What message does impeachment over obstruction of justice really send about America’s standard of ethics? From where I’m standing, it doesn’t seem to be a positive one.

The message it seems to send is that it’s perfectly acceptable for Presidents to literally kill without consequence – from Somalia to Yemen, from Libya to Iraq, from Waco to Kent State, from death squads in South America to the fields of Cambodia, from weddings to hospitals, from children to “military aged males within a strike zone“. Especially absent congressional declarations.

It says it’s perfectly acceptable to hold suspects indefinitely without charge or trial, waterboard them, and silence journalists. To place American citizens in internment camps based on nothing other than their ethnicity. To outsource torture to other nations, or to redefine the term in order to do it ourselves.

It says there will be no consequence to arming groups that have issued fatwas against us and pursue genocide, to drug cartels, to Israel and Saudi Arabia despite what they do with those weapons.

But what is impeachable is  allegedly obstructing an investigation or lying to Congress about a blowjob.

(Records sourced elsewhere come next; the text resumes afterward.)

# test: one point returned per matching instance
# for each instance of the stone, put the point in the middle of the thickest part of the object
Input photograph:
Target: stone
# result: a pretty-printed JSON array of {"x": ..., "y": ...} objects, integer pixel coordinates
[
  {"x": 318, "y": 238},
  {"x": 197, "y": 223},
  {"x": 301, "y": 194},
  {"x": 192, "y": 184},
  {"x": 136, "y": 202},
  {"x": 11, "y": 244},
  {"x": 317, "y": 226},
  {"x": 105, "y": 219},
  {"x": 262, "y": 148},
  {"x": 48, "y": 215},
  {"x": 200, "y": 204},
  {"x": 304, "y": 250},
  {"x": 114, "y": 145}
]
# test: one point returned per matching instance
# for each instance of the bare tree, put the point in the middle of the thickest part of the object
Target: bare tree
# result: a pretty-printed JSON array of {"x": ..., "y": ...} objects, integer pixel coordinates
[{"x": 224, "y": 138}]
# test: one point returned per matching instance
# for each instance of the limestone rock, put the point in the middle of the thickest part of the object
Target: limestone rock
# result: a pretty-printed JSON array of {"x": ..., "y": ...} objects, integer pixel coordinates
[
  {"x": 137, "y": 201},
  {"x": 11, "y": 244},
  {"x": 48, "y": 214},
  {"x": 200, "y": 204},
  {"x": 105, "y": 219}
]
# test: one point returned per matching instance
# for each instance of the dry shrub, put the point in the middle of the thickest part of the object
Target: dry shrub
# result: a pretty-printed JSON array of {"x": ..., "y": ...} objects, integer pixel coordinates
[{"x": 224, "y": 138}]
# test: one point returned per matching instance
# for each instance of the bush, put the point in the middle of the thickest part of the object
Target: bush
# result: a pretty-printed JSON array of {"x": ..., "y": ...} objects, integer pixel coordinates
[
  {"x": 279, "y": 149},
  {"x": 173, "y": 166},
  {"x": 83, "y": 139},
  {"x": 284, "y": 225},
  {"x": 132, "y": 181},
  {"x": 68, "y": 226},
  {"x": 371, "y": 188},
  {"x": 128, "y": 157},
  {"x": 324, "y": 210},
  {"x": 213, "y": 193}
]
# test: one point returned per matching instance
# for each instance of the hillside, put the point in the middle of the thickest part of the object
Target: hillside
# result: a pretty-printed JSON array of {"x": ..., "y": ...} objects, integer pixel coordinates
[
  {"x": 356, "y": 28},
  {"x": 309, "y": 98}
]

There’s plenty to impeach Trump for that falls under high crimes and misdemeanors, regardless of whether or not he’s actually guilty of any of the ten instances of potential obstruction in the Mueller report. Impeachment shouldn’t be as rare as it is. But if impeachment sends a message about what this country does and doesn’t accept from our leaders… obstruction and perjury aren’t anywhere close to the least acceptable acts by the executive branch the last few decades.

I’m not making a case against impeachment here – just a case that we’ve missed opportunities. The fact that our leaders can be punished is important, and so is what they’re punished for. But what we don’t do, what we allow to happen with impunity, can send just as clear a message about what our national priorities truly are.